Illinois Makes Muhammad Ali’s Birthday A School Holiday
Governor Pritzker signed legislation on Thursday that included a bill to add the January 17th birthday of Muhammad Ali to the list of commemorative school holidays in Illinois.
Before you say "Great, just what we need, another day off from school," I have to point out that a commemorative school holiday is not a day off from school. Commemorative school holidays recognize patriotic, civic, cultural, or historic persons on regular school days.
Thinking back to when I was a kid in school, my dad often complained that instead of staying in school and learning about a famous person who had a holiday named after them, kids would be given the day off instead. I believe that Christmas Day was the one day of the year that he was cool with me being home from school. He wasn't even keen on weekends.

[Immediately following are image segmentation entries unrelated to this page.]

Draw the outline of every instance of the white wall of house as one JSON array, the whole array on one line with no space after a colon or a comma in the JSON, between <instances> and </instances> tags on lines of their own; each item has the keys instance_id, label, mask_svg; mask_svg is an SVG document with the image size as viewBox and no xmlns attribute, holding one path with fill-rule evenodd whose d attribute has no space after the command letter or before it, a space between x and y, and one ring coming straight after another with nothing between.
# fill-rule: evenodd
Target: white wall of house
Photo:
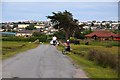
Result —
<instances>
[{"instance_id":1,"label":"white wall of house","mask_svg":"<svg viewBox=\"0 0 120 80\"><path fill-rule=\"evenodd\" d=\"M26 28L29 24L18 24L18 28Z\"/></svg>"},{"instance_id":2,"label":"white wall of house","mask_svg":"<svg viewBox=\"0 0 120 80\"><path fill-rule=\"evenodd\" d=\"M16 36L32 36L31 33L17 33Z\"/></svg>"},{"instance_id":3,"label":"white wall of house","mask_svg":"<svg viewBox=\"0 0 120 80\"><path fill-rule=\"evenodd\" d=\"M44 25L39 25L39 26L35 26L36 28L45 28L45 26Z\"/></svg>"}]
</instances>

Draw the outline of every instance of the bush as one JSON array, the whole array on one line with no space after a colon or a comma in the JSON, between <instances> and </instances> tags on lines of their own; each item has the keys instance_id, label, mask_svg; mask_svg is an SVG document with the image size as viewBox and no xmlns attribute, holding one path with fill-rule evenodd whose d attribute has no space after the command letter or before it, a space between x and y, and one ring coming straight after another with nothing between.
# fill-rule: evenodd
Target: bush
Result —
<instances>
[{"instance_id":1,"label":"bush","mask_svg":"<svg viewBox=\"0 0 120 80\"><path fill-rule=\"evenodd\" d=\"M111 67L113 69L117 69L117 54L91 49L87 55L87 58L89 60L95 61L97 64L102 65L103 67Z\"/></svg>"},{"instance_id":2,"label":"bush","mask_svg":"<svg viewBox=\"0 0 120 80\"><path fill-rule=\"evenodd\" d=\"M58 39L63 39L63 40L65 40L65 32L64 32L64 31L55 32L54 35L55 35Z\"/></svg>"}]
</instances>

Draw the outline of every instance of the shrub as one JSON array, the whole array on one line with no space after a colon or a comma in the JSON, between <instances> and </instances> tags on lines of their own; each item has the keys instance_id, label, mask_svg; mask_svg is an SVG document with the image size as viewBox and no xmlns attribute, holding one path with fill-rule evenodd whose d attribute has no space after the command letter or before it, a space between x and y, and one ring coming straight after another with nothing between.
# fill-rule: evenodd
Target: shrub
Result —
<instances>
[{"instance_id":1,"label":"shrub","mask_svg":"<svg viewBox=\"0 0 120 80\"><path fill-rule=\"evenodd\" d=\"M97 64L102 65L103 67L111 67L113 69L117 69L117 54L91 49L87 55L87 58L89 60L95 61Z\"/></svg>"},{"instance_id":2,"label":"shrub","mask_svg":"<svg viewBox=\"0 0 120 80\"><path fill-rule=\"evenodd\" d=\"M30 41L33 42L35 40L39 40L40 42L46 42L47 41L47 36L40 36L40 37L29 37L29 38L24 38L24 37L4 37L2 38L3 41Z\"/></svg>"}]
</instances>

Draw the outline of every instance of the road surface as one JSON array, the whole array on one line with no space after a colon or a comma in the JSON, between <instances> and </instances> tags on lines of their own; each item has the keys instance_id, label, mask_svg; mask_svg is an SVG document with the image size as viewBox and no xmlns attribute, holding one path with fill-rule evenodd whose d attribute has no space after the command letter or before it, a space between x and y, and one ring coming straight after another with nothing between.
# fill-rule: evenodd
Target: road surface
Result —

Illinois Senate Bill 564 (SB0564), in addition to making Muhammad Ali's birthday a commemorative school holiday, "requires history courses to include the study of the contributions made by Americans of different faith practices, including, but not limited to, Muslim Americans, Jewish Americans, Christian Americans, Hindu Americans, Sikh Americans, Buddhist Americans, and any other community of faith that has shaped America."
There is absolutely no shortage of interesting information about Muhammad Ali available, as I found when doing some research for this post. Many of the "fun facts" about Ali are pretty well known, but I learned something new this morning, and it might be my favorite Muhammad Ali fact. It's about how he became a fighter to begin with, back when he was a kid named Cassius Clay.
When the 12-year-old Clay’s beloved bicycle was stolen in October 1954, he reported the theft to Louisville, Kentucky, police officer Joe Martin and vowed to pummel the culprit. Martin, who was also a boxing trainer, suggested that the upset youngster first learn how to fight, and he took Clay under his wing. Six weeks later, Clay won his first bout in a split decision.